Hi

please apologize the delay in getting back to you. I was absolutely swamped with mailing list mails, other work and I didn't want to give a reply that I did not give any thought.

On 6/19/24 21:14, Claude Pache wrote:
Second, “TowardsPositiveInfinity” is just a mouthful synonym for “Up”. You 
could just name it:

Round::Up

Except that it isn't and both the RFC and the two fine folks who already replied explained why.

At this point, you may invoke either Hamming or Levenshtein and compare it 
negatively with `Round::HalfUp`. Yes there is a risk a confusion (and I do 
think that such a name is suboptimal for this reason), but the confusion is not 
just caused by the short Levenshtein distance. That brings to the most 
important part of my review.

Please note that the comparison was not made against the corresponding “Half” mode, but rather that the term “Up” is needlessly ambiguous. As I've also replied to Jordan: The RFC intentionally does not use the Up terminology (except to refer to the existing constants, which unfortunately use that terminology).

In my opinion, the most important criterion for a good name is:

The name must be clear for itself, not just when comparing it with other ones.

The problem with `Round::Up` (or `Round::[Towards]PositiveInfinity`), when you 
first encounter it, is that it is relatively easy to mistakingly assume that it 
is a “half-*” mode, and to erroneously  interpret it as `Round::HalfUp` (or, 
its synonym `Round::HalfTowardsPositiveInfinity`).

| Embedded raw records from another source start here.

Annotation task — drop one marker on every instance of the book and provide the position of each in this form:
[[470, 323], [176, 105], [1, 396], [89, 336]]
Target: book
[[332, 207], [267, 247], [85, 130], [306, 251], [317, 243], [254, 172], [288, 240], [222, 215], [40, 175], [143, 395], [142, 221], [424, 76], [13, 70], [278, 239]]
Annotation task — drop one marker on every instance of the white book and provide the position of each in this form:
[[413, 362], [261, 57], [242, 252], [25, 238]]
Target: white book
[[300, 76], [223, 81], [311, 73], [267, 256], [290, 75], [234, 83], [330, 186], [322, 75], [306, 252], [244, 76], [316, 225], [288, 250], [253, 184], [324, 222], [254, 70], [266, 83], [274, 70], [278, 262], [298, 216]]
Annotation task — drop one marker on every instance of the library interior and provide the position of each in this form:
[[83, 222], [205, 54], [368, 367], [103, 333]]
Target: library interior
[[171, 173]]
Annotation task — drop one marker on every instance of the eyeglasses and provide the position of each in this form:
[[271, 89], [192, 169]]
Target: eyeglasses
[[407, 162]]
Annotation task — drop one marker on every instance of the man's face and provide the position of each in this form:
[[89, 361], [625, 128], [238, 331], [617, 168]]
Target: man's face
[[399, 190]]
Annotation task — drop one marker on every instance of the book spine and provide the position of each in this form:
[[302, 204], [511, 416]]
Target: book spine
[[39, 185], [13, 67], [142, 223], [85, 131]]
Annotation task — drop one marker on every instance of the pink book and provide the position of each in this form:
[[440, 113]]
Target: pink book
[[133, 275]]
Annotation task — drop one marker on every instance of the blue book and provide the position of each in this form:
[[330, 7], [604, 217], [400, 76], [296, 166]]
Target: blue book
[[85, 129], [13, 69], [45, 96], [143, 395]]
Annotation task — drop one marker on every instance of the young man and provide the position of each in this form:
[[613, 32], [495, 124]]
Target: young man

That is a fair concern. We shortly discussed splitting the enum into one "MidpointRoundingMode" and one other enum for the directed rounding modes, but we felt that it did not reliably solve this problem either. At least with a single enum all the 'Half' modes would appear in autocompletion.

But that the converse is false: it is impossible to interpret `Round::HalfUp` 
as if it were `Round::Up` (or `Round::TowardsPositiveInfinity`), because of the 
distinctive “Half” token that immediately indicate the right interpretation.

Right.

So, the best way to disambiguate `Round::Up` from `Round::HalfUp`, is not to 
replace “Up” with some creative synonym, but to add a distinctive token that 
plays the role of — and contrasts with — “Half”. I don’t know if the following 
suggestion makes sense for you, but it is the one I have found:

Round::FullUp

You might have misunderstood my email. The concerns were not that HalfTowardsZero is too similar to TowardsZero, but rather that HalfTowardsZero is too similar to HalfTowardsEven, because they share the same 11-character prefix.

That said, I think that there is an even better option. I know you will not 
like it, but bear with me. I sincerely think that the best name is just:

Round::Ceiling

It is short, distinctive, and standard across the computing industry.

Yes, this name is idiosyncratic to English and not used in several other 
(natural) languages, and if you don’t know English, you will not grasp the 
metaphor and have to just learn it. However, whatever other name you invent, 
you *have* to learn “ceil” anyway, because you *will* encounter it sooner or 
later. Many common (programming) languages, including JavaScript, C++, Java, 
Python, have a `ceil` function. Even if you manage not to learn any of those 
and to code in PHP only, you are at risk to stumble on its built-in `ceil(...)` 
function, or its newly-introduced `bcceil(...)` variant.

Therefore, unless we find a name that is *really* good, I suggest to not fall 
into the NIH syndrome, and not to force users to learn another name *in 
addition to* “ceiling”.

There is precedent for an "infinity-based" naming in other programming languages. The most mainstream one is probably C#:

https://learn.microsoft.com/en-us/dotnet/api/system.midpointrounding?view=net-8.0

But there is also MATLAB:

https://de.mathworks.com/help/matlab/ref/round.html#mw_e51282fd-7461-4bab-9f38-6106551bb8b2

We can even find precedent in PHP itself. The GMP extension already has rounding mode constants GMP_ROUND_PLUSINF and GMP_ROUND_MINUSINF:

https://www.php.net/manual/en/gmp.constants.php

And to add some anecdata: Just a few days ago I fixed a bug where the floor() function was incorrectly used where rounding towards zero was desired, resulting in incorrect results for negative numbers.

The Ceiling / Floor / Up / Down naming is needlessly ambiguous, especially for non-native speakers.

For the same reason, `Round::TowardsZero` (suboptimal, because confusable with 
`Round::HalfTowardsZero`) could be replaced with: `Round::Truncate`.


While I think that Truncate is reasonably clear, breaking the mapping between the midpoint modes and the directed rounding modes just for this case does not appear useful.